Maybe the problem really was genetic.

AFTER THE FUNERAL, his mother had evinced a peculiar resolution, a firm sense of direction that seemed to Elliot premature at the time. His parents’ marriage of forty-eight years had been close, and he wouldn’t have expected her to achieve this forward-looking determination half so quickly. But he had misinterpreted her sense of purpose. It wasn’t that unusual, when the marriage was sound. Within a handful of weeks, she died.

Thus after the wheels of probate finished turning, he and Robert were settled with an inheritance far more sizable than Elliot would ever have anticipated.

Once the money landed in Citibank, he didn’t visualize it as rows of zeros, stacks of banded bills, or bars of gold bullion.
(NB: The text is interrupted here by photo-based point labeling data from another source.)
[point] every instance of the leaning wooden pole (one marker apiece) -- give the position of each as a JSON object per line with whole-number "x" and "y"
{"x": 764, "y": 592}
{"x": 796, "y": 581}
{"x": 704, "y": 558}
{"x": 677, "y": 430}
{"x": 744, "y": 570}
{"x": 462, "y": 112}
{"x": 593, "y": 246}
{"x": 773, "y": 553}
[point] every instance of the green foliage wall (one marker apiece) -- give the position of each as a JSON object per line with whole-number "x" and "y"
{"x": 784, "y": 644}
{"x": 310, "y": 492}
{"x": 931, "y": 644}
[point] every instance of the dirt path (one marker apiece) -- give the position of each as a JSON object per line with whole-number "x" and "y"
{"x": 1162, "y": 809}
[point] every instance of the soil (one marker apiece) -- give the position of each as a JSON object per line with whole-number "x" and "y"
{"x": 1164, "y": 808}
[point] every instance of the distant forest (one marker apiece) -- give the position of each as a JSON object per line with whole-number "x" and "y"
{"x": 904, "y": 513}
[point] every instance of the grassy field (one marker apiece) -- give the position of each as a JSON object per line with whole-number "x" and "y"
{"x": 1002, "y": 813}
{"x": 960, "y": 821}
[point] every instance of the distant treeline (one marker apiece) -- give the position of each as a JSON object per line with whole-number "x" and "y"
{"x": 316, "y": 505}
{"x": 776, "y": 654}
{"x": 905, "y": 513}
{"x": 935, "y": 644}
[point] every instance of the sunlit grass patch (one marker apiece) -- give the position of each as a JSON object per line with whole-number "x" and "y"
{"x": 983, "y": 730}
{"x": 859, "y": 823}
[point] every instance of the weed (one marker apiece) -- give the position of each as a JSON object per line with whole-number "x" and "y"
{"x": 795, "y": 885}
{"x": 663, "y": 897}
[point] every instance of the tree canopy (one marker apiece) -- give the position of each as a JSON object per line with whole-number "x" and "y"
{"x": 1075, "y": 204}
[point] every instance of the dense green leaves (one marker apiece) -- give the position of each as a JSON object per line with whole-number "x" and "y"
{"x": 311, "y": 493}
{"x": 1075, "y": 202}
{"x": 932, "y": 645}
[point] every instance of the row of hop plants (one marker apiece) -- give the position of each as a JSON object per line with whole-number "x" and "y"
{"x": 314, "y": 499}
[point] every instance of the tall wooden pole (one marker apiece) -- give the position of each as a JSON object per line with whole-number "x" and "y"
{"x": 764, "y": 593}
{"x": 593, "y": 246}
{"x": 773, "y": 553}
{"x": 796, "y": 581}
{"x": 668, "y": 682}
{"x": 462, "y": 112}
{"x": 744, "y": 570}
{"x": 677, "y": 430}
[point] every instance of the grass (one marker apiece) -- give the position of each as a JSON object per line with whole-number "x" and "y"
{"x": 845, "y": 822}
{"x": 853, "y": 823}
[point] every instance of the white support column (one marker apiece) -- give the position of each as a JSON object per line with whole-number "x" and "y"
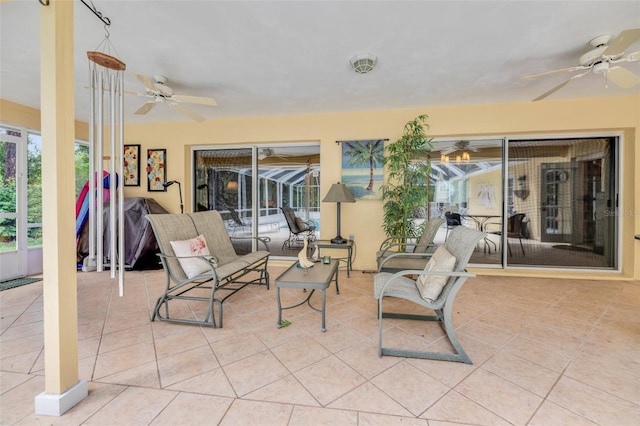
{"x": 63, "y": 390}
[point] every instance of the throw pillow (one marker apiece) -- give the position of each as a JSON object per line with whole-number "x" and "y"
{"x": 300, "y": 224}
{"x": 194, "y": 247}
{"x": 430, "y": 286}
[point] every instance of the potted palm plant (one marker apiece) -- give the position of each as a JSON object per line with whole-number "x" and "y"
{"x": 406, "y": 188}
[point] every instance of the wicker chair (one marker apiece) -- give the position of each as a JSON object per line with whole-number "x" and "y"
{"x": 398, "y": 253}
{"x": 298, "y": 229}
{"x": 460, "y": 244}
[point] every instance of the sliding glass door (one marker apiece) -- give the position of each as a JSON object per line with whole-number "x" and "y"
{"x": 542, "y": 202}
{"x": 567, "y": 190}
{"x": 250, "y": 185}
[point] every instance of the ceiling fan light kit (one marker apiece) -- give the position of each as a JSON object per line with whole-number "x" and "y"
{"x": 363, "y": 64}
{"x": 599, "y": 60}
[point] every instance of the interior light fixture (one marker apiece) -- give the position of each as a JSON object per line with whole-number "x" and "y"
{"x": 363, "y": 64}
{"x": 461, "y": 157}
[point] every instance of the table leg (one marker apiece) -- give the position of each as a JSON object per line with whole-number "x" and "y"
{"x": 279, "y": 307}
{"x": 324, "y": 302}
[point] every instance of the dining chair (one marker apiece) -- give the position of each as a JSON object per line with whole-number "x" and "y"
{"x": 453, "y": 219}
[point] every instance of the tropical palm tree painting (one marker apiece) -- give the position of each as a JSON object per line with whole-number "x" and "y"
{"x": 362, "y": 167}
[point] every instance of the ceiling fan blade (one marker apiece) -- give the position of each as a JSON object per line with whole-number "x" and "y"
{"x": 186, "y": 111}
{"x": 146, "y": 81}
{"x": 581, "y": 67}
{"x": 195, "y": 100}
{"x": 145, "y": 108}
{"x": 131, "y": 92}
{"x": 619, "y": 44}
{"x": 622, "y": 77}
{"x": 631, "y": 57}
{"x": 559, "y": 86}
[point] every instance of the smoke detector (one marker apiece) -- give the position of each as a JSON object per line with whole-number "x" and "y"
{"x": 363, "y": 64}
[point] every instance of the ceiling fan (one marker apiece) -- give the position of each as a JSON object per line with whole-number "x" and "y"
{"x": 602, "y": 59}
{"x": 159, "y": 93}
{"x": 459, "y": 146}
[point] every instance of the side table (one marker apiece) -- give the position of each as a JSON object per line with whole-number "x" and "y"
{"x": 318, "y": 277}
{"x": 348, "y": 246}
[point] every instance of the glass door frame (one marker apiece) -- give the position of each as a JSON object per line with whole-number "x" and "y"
{"x": 13, "y": 263}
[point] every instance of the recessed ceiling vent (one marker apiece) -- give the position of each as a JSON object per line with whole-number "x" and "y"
{"x": 363, "y": 64}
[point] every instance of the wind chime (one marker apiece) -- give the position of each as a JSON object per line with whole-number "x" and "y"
{"x": 106, "y": 129}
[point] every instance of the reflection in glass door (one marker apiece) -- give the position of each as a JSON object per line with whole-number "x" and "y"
{"x": 570, "y": 187}
{"x": 249, "y": 186}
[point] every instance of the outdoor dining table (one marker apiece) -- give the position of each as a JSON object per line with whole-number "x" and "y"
{"x": 481, "y": 221}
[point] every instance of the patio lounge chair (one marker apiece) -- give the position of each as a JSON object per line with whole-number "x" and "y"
{"x": 298, "y": 229}
{"x": 398, "y": 253}
{"x": 201, "y": 264}
{"x": 436, "y": 292}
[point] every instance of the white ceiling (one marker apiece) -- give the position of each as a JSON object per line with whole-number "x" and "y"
{"x": 266, "y": 57}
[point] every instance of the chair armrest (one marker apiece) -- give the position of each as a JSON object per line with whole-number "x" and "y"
{"x": 393, "y": 240}
{"x": 421, "y": 272}
{"x": 210, "y": 259}
{"x": 264, "y": 240}
{"x": 402, "y": 255}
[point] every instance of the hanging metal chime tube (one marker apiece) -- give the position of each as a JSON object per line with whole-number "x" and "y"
{"x": 106, "y": 81}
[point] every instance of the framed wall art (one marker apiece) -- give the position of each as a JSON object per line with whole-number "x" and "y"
{"x": 362, "y": 167}
{"x": 156, "y": 169}
{"x": 131, "y": 166}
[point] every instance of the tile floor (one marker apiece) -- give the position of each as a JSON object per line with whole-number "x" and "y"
{"x": 545, "y": 352}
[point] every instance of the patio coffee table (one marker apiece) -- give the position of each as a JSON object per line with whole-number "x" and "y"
{"x": 318, "y": 277}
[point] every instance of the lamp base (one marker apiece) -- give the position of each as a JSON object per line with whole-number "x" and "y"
{"x": 338, "y": 240}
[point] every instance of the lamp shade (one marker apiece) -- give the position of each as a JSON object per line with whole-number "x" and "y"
{"x": 339, "y": 193}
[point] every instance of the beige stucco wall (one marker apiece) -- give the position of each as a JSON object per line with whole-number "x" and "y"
{"x": 612, "y": 115}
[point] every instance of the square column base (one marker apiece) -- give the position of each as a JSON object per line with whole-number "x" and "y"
{"x": 49, "y": 404}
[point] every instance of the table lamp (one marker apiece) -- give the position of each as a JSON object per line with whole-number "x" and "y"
{"x": 339, "y": 193}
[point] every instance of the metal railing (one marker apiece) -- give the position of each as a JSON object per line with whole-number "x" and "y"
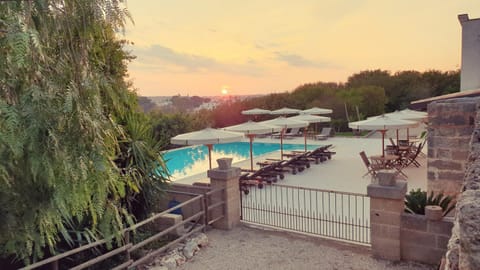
{"x": 339, "y": 215}
{"x": 212, "y": 209}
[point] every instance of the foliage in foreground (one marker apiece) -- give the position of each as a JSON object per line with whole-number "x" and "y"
{"x": 75, "y": 155}
{"x": 416, "y": 200}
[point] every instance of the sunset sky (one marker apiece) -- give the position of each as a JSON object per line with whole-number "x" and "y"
{"x": 264, "y": 46}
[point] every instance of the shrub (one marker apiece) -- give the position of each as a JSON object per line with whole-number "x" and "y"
{"x": 416, "y": 201}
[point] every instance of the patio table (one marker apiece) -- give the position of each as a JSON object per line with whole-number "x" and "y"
{"x": 386, "y": 161}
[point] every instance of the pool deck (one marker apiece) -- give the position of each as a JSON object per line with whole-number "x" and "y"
{"x": 342, "y": 173}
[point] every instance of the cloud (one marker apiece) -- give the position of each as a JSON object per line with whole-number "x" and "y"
{"x": 158, "y": 57}
{"x": 299, "y": 61}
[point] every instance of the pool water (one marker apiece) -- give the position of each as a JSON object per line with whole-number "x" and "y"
{"x": 187, "y": 161}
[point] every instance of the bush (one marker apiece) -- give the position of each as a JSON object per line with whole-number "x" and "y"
{"x": 416, "y": 201}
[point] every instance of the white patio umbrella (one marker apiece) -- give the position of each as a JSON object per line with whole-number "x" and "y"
{"x": 382, "y": 124}
{"x": 316, "y": 110}
{"x": 285, "y": 111}
{"x": 251, "y": 129}
{"x": 310, "y": 119}
{"x": 408, "y": 115}
{"x": 285, "y": 123}
{"x": 255, "y": 111}
{"x": 208, "y": 137}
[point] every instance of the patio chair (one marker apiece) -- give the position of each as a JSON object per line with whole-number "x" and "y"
{"x": 411, "y": 157}
{"x": 324, "y": 134}
{"x": 372, "y": 169}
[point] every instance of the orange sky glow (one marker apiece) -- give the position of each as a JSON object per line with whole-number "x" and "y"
{"x": 260, "y": 47}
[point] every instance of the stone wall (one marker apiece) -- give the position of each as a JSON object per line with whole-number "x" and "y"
{"x": 187, "y": 211}
{"x": 424, "y": 240}
{"x": 464, "y": 245}
{"x": 451, "y": 123}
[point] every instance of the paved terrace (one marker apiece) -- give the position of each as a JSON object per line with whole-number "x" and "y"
{"x": 342, "y": 173}
{"x": 250, "y": 248}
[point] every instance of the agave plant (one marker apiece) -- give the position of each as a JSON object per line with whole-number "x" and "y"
{"x": 416, "y": 201}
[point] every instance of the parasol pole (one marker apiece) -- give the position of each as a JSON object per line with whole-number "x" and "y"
{"x": 251, "y": 136}
{"x": 281, "y": 143}
{"x": 305, "y": 137}
{"x": 383, "y": 142}
{"x": 397, "y": 136}
{"x": 210, "y": 155}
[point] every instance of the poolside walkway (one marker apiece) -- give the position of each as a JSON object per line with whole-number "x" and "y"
{"x": 254, "y": 248}
{"x": 342, "y": 173}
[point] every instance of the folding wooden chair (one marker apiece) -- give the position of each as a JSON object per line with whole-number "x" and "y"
{"x": 372, "y": 169}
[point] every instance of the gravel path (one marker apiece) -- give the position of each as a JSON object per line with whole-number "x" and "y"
{"x": 251, "y": 248}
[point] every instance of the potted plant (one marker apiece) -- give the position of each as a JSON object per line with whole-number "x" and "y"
{"x": 417, "y": 200}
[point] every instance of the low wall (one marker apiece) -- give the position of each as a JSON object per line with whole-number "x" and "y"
{"x": 423, "y": 240}
{"x": 187, "y": 211}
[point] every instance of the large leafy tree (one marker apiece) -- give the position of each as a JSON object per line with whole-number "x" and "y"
{"x": 74, "y": 153}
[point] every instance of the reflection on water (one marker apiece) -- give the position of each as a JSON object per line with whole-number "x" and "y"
{"x": 193, "y": 160}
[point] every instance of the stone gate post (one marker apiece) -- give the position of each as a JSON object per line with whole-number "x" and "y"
{"x": 226, "y": 177}
{"x": 386, "y": 208}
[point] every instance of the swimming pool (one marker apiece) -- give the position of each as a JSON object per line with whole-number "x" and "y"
{"x": 187, "y": 161}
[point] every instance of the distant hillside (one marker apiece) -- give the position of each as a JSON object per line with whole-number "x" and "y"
{"x": 185, "y": 103}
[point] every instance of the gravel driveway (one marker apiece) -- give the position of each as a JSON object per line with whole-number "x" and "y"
{"x": 251, "y": 248}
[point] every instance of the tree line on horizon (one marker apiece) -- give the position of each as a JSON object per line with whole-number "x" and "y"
{"x": 366, "y": 93}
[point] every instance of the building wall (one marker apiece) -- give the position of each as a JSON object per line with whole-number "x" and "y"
{"x": 470, "y": 71}
{"x": 424, "y": 240}
{"x": 464, "y": 245}
{"x": 451, "y": 123}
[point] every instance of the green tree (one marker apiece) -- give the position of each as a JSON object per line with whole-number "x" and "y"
{"x": 65, "y": 118}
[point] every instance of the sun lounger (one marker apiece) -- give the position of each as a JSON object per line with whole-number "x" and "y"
{"x": 372, "y": 169}
{"x": 294, "y": 164}
{"x": 322, "y": 153}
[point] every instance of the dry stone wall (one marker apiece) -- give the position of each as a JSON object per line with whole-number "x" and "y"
{"x": 464, "y": 245}
{"x": 451, "y": 123}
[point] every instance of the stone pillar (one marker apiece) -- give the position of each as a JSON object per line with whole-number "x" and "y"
{"x": 386, "y": 208}
{"x": 451, "y": 123}
{"x": 227, "y": 178}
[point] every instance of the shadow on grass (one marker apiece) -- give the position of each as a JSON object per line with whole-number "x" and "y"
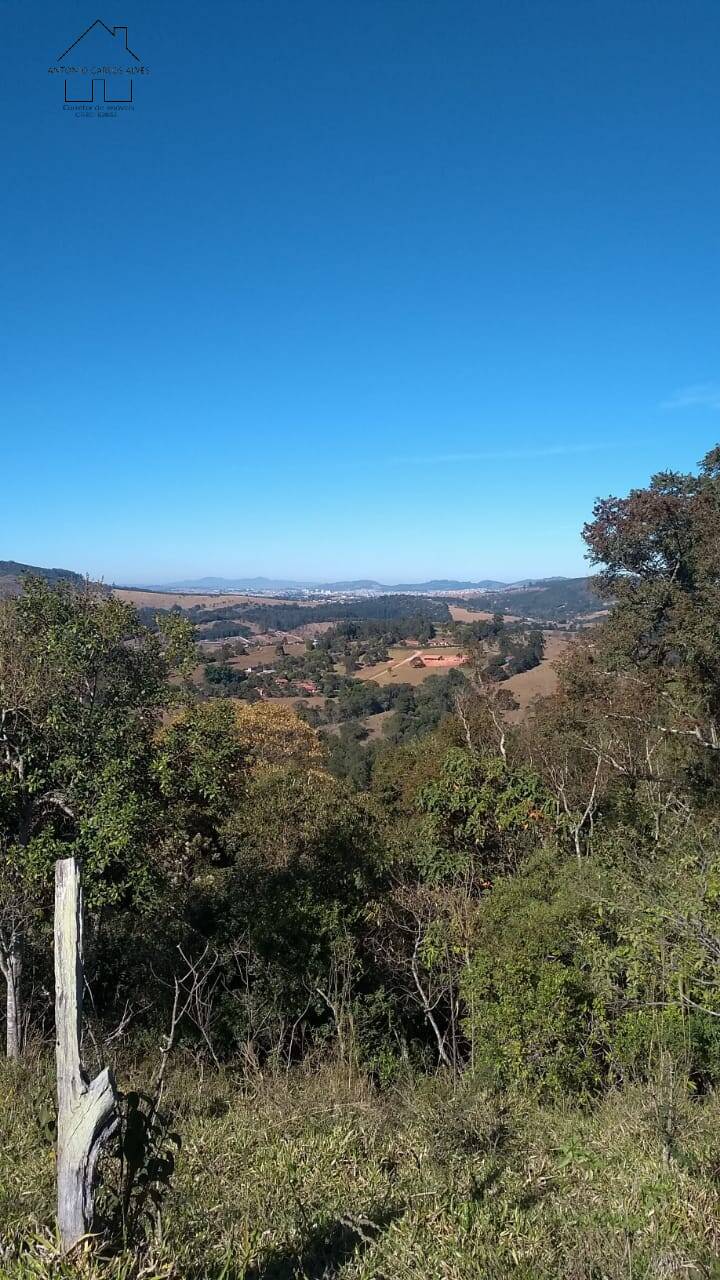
{"x": 326, "y": 1249}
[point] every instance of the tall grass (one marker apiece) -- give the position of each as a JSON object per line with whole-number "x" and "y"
{"x": 318, "y": 1175}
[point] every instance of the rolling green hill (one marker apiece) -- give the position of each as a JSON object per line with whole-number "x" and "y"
{"x": 12, "y": 575}
{"x": 547, "y": 600}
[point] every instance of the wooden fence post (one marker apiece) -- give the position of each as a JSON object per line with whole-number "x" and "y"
{"x": 86, "y": 1109}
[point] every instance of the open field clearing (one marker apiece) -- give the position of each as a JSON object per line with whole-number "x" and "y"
{"x": 541, "y": 680}
{"x": 265, "y": 654}
{"x": 459, "y": 613}
{"x": 399, "y": 670}
{"x": 187, "y": 600}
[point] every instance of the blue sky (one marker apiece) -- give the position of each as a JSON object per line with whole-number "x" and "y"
{"x": 361, "y": 287}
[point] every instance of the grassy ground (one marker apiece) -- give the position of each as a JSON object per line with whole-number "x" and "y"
{"x": 319, "y": 1176}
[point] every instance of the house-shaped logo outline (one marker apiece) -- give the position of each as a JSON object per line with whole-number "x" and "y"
{"x": 114, "y": 32}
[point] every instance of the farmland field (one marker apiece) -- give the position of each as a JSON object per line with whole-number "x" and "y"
{"x": 541, "y": 680}
{"x": 396, "y": 670}
{"x": 187, "y": 600}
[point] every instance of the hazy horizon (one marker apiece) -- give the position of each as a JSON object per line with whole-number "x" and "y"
{"x": 358, "y": 289}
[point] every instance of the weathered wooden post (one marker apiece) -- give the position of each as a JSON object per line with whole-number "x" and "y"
{"x": 86, "y": 1109}
{"x": 12, "y": 970}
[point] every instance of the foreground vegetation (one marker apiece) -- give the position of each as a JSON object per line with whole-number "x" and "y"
{"x": 317, "y": 1174}
{"x": 455, "y": 1015}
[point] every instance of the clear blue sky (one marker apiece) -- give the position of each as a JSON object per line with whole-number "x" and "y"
{"x": 361, "y": 287}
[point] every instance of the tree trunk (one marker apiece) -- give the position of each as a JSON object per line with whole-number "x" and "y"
{"x": 12, "y": 969}
{"x": 86, "y": 1109}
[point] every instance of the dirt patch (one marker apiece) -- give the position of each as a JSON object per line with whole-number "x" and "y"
{"x": 541, "y": 681}
{"x": 399, "y": 670}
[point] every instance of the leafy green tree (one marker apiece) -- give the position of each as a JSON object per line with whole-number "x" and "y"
{"x": 82, "y": 688}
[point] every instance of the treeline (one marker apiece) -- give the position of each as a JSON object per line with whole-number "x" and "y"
{"x": 533, "y": 905}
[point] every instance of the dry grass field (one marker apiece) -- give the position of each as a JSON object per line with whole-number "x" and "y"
{"x": 541, "y": 680}
{"x": 187, "y": 600}
{"x": 265, "y": 654}
{"x": 459, "y": 613}
{"x": 397, "y": 668}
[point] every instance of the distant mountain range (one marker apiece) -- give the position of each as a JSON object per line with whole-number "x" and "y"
{"x": 12, "y": 574}
{"x": 360, "y": 584}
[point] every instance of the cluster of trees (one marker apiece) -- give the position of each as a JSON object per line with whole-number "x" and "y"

Rather, he pictured a tat of Green Stamps and ten-cent-off coupons for Tang; mounds of mildewing discount dresses, mountains of molding store-brand white bread, and teetering towers of toilet roll—single-ply. Rotting somewhere in a vault in Boston were hundreds, perhaps thousands of unordered appetizers, forgone desserts, and undrunk cups of restaurant coffee. And it was freezing in there—icy with forty-eight summers’ worth of air conditioning that his parents had lived without.

At however poor an exchange rate, Elliot could now readily purchase a respectable home in London—where during a precipitous economic downturn property prices had finally started to slide, and it might indeed be possible, he thought wanly, to find a house on sale. Toward this end, he could apply not only his inheritance, the nest egg in pounds at NatWest, and his original American savings of $37K and change, but an outstanding check for $269.13, which had never been cashed.